Answer in Statistics and Probability for Sunny #161249

Question #161249

A random sample of 400 tins of vegetable oil, labelled ""15 kgs net weight"' gave a mean weight of 14.25 kgs with a standard deviation of 1.50 kg. Do we reject the hypothesis of net weight of 15 kgs per tin on the basis of this sample, at 5% level of significance?

Expert's answer

We have that

$\mu = 15$

$n = 400$

$\bar x=14.25$

$s=1.50$

$\alpha=0.05$

$H_0:\mu = 15$

$H_a:\mu \ne15$

The hypothesis test is two-tailed.

Since the population standard deviation is unknown we use the t-test.

The critical value for 5% significance level and 399 df is $\pm1.9659$

(degrees of freedom df = n – 1 = 400 – 1 = 399)
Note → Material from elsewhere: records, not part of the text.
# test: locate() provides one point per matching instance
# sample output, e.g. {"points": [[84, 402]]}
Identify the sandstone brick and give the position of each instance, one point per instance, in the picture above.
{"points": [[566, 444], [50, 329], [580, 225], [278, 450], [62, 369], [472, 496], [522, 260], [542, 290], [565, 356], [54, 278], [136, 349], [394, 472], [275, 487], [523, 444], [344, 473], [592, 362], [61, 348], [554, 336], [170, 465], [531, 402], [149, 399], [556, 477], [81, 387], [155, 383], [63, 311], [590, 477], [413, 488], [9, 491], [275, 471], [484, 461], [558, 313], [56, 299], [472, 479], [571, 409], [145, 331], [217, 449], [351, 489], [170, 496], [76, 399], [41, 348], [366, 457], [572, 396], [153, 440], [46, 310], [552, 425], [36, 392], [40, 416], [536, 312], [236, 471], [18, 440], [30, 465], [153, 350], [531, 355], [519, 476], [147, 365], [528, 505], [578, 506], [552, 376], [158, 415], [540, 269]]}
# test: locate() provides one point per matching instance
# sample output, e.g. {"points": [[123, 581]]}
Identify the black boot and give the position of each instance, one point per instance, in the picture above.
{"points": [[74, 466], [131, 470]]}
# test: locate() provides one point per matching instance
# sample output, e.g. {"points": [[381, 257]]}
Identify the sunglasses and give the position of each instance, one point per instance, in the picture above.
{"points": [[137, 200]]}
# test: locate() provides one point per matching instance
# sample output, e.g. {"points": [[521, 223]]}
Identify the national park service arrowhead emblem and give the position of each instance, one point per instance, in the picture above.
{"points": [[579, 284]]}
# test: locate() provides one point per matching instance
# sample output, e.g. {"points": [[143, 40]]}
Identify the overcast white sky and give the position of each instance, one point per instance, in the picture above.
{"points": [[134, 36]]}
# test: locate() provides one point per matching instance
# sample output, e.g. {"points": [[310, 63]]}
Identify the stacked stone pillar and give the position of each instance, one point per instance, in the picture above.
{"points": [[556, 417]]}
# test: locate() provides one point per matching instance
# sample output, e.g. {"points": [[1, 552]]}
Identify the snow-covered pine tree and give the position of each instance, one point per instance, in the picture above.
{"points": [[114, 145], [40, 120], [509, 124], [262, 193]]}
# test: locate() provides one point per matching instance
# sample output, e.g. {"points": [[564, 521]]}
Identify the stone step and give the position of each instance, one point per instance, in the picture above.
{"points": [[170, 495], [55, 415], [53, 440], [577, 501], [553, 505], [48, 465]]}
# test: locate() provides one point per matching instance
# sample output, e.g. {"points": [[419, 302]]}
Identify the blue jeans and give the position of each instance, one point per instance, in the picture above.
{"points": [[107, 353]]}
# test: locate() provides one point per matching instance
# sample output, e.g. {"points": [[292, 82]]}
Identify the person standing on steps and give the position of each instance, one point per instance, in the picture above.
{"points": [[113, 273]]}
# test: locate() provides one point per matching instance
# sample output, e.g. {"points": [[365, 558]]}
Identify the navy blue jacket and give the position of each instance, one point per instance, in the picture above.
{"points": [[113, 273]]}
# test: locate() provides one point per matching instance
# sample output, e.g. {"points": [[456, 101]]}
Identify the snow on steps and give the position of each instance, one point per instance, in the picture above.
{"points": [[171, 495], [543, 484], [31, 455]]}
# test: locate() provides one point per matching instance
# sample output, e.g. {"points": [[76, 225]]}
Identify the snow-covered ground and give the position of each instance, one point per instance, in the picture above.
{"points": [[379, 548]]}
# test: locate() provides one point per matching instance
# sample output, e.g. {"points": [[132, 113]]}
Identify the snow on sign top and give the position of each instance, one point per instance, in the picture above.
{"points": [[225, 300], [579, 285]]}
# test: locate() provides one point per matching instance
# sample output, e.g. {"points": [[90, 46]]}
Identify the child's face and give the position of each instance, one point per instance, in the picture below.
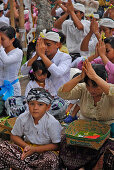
{"points": [[110, 52], [6, 42], [37, 109], [51, 48], [107, 31], [39, 76]]}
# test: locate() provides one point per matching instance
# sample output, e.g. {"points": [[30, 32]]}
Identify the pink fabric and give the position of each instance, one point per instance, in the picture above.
{"points": [[109, 68], [26, 17], [27, 26]]}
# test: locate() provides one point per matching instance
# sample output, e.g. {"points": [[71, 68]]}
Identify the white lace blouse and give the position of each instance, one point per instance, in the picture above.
{"points": [[9, 67]]}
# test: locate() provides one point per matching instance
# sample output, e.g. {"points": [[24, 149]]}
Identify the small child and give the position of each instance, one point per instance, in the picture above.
{"points": [[36, 134]]}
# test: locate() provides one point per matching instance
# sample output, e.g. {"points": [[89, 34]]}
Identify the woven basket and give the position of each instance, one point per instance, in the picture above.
{"points": [[87, 126], [7, 125]]}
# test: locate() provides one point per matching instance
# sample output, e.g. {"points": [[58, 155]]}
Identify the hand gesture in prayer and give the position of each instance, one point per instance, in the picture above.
{"points": [[69, 6], [101, 48], [28, 150], [40, 47]]}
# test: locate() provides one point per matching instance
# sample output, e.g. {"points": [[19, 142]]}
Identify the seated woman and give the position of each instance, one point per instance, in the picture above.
{"points": [[96, 103]]}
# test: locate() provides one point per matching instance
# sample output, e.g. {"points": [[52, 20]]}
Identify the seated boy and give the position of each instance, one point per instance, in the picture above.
{"points": [[36, 134]]}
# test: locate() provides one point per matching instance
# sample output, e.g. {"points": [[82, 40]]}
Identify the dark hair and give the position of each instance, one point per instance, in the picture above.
{"points": [[38, 65], [62, 37], [100, 71], [11, 33], [109, 40], [77, 74], [31, 48]]}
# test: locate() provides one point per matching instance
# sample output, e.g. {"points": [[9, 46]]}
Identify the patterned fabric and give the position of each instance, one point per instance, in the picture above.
{"points": [[15, 105], [75, 157], [10, 156], [40, 95]]}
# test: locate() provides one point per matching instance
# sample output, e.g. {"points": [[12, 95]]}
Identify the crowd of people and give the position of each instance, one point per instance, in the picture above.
{"points": [[71, 71]]}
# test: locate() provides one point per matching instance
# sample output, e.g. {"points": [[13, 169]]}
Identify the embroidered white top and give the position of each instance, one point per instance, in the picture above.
{"points": [[48, 129], [9, 67], [59, 69]]}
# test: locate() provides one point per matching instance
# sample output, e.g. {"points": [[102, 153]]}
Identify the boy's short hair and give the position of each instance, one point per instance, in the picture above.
{"points": [[40, 95]]}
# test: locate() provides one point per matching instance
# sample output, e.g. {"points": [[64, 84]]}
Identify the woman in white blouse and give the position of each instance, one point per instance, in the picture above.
{"points": [[10, 57]]}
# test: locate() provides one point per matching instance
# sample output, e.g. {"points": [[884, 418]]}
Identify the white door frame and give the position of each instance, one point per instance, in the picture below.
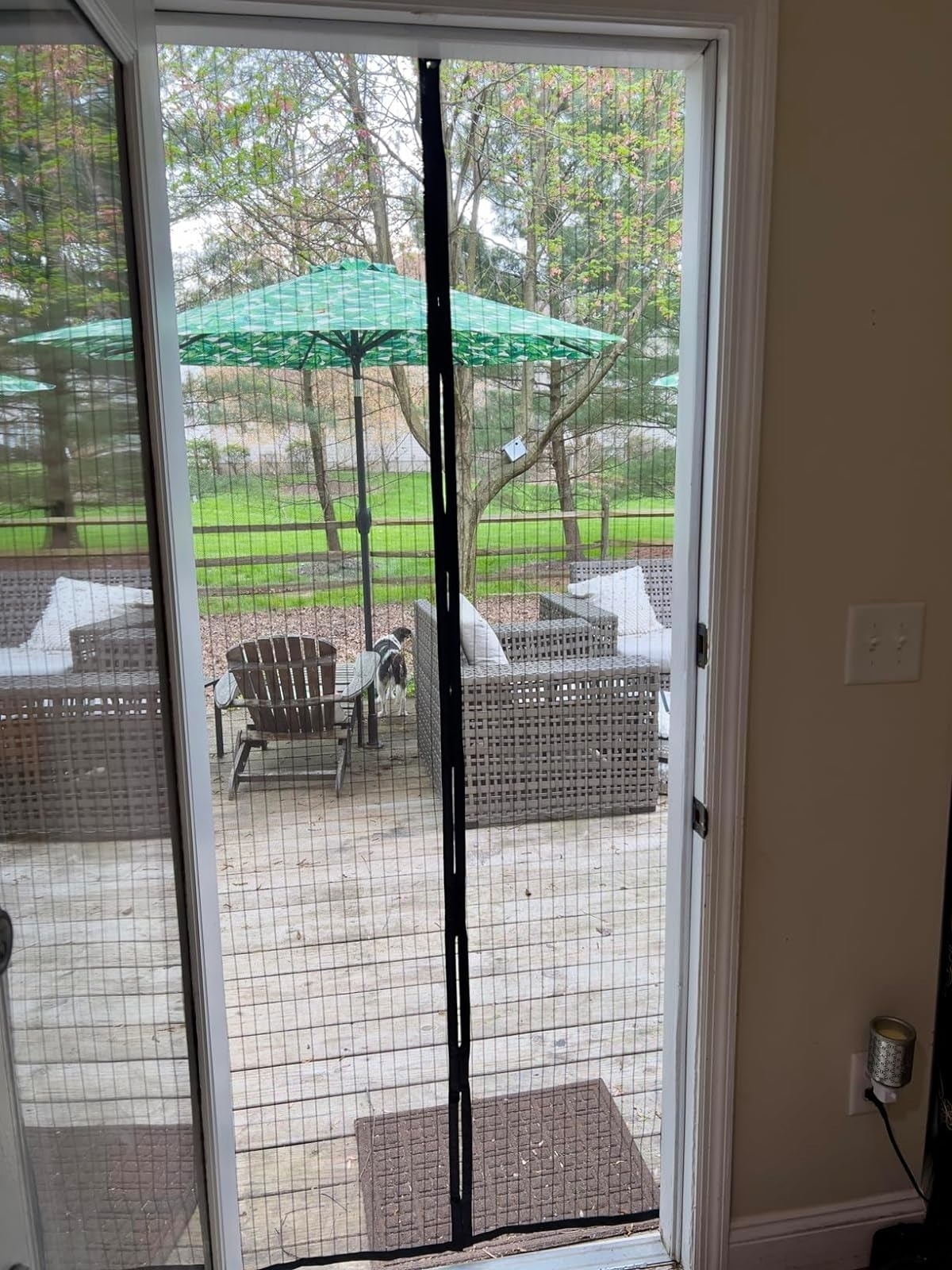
{"points": [[129, 29], [708, 892]]}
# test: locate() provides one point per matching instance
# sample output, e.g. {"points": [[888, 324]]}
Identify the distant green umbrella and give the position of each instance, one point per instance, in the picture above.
{"points": [[349, 315], [13, 384]]}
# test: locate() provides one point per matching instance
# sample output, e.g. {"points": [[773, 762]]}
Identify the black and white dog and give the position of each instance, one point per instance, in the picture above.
{"points": [[391, 672]]}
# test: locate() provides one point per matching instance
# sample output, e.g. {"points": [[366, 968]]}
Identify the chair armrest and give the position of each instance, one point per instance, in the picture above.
{"points": [[546, 641], [605, 624]]}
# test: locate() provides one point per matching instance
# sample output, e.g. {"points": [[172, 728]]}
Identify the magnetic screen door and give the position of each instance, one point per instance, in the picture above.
{"points": [[429, 351], [95, 995]]}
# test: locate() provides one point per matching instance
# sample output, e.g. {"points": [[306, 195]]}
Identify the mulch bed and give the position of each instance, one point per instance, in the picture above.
{"points": [[342, 626]]}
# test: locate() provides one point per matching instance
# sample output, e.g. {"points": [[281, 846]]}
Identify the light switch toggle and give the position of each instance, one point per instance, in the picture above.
{"points": [[885, 643]]}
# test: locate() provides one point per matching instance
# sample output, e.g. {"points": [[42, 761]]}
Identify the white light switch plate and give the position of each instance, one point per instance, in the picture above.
{"points": [[885, 643]]}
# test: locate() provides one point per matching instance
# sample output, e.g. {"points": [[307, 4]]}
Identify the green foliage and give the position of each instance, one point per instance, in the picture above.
{"points": [[63, 262]]}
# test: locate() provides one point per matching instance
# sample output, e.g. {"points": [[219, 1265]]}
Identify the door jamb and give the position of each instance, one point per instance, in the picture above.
{"points": [[130, 33], [747, 35]]}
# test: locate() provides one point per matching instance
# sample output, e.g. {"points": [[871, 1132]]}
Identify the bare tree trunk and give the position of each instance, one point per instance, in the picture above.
{"points": [[469, 522], [566, 498], [321, 464], [60, 501]]}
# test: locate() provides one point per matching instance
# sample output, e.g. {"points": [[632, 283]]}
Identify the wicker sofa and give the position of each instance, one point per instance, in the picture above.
{"points": [[658, 582], [82, 753], [562, 730]]}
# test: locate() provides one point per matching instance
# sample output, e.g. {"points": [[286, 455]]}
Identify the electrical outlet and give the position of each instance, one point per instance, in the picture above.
{"points": [[858, 1085]]}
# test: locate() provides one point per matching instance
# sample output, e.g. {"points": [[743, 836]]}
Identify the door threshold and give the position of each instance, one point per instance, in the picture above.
{"points": [[636, 1251]]}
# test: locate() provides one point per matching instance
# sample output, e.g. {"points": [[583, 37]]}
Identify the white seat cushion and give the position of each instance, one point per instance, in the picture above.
{"points": [[76, 602], [479, 641], [651, 652], [624, 595]]}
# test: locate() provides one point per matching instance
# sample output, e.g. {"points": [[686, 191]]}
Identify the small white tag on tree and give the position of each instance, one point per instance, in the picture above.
{"points": [[514, 448]]}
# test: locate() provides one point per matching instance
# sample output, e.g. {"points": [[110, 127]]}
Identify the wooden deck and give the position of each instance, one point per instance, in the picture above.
{"points": [[332, 930]]}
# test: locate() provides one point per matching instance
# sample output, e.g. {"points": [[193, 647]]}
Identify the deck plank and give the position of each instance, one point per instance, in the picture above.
{"points": [[334, 965]]}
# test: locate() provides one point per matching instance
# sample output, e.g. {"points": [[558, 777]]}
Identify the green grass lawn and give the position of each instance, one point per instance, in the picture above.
{"points": [[257, 501]]}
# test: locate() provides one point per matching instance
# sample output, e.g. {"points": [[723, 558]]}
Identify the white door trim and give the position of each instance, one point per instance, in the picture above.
{"points": [[130, 31], [742, 203], [747, 35], [827, 1237]]}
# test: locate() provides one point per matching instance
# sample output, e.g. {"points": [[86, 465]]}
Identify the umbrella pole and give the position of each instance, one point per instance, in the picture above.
{"points": [[363, 529]]}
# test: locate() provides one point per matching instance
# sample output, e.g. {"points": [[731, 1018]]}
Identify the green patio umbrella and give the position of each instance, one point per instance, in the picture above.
{"points": [[352, 314], [13, 384]]}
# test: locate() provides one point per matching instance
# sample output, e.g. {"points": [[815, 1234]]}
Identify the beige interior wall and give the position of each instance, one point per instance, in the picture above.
{"points": [[848, 793]]}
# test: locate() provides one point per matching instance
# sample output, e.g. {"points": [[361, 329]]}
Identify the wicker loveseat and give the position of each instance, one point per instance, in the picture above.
{"points": [[82, 753], [658, 583], [562, 730]]}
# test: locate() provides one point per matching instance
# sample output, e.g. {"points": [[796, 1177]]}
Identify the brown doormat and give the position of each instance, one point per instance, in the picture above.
{"points": [[551, 1156], [113, 1197]]}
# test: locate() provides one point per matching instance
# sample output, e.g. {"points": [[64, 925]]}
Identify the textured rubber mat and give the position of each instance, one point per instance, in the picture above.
{"points": [[550, 1156], [112, 1198]]}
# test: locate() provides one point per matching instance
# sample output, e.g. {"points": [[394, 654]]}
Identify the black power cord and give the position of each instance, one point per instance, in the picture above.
{"points": [[881, 1108]]}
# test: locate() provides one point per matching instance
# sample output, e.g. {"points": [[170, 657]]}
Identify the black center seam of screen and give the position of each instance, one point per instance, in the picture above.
{"points": [[446, 562]]}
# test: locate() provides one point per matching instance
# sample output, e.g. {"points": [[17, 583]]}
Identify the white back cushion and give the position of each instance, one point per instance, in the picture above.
{"points": [[479, 641], [75, 602], [624, 595]]}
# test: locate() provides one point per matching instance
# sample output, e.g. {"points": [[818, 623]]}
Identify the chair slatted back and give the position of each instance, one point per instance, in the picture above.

The critical region contains all values smaller than –1.9659 and larger than 1.9659

Test statistic:

t=\frac{\bar x - \mu}{\frac{s}{\sqrt n}}=\frac{14.25- 15}{\frac{1.5}{\sqrt {400}}}=-10

Since –10 < –1.9659 thus t falls in the rejection region we reject the null hypothesis.

At the 5% significance level the data do provide sufficient evidence to reject the hypothesis. We are 95% confident to conclude that the mean weight is not 15kgs per tin on the basis of this sample.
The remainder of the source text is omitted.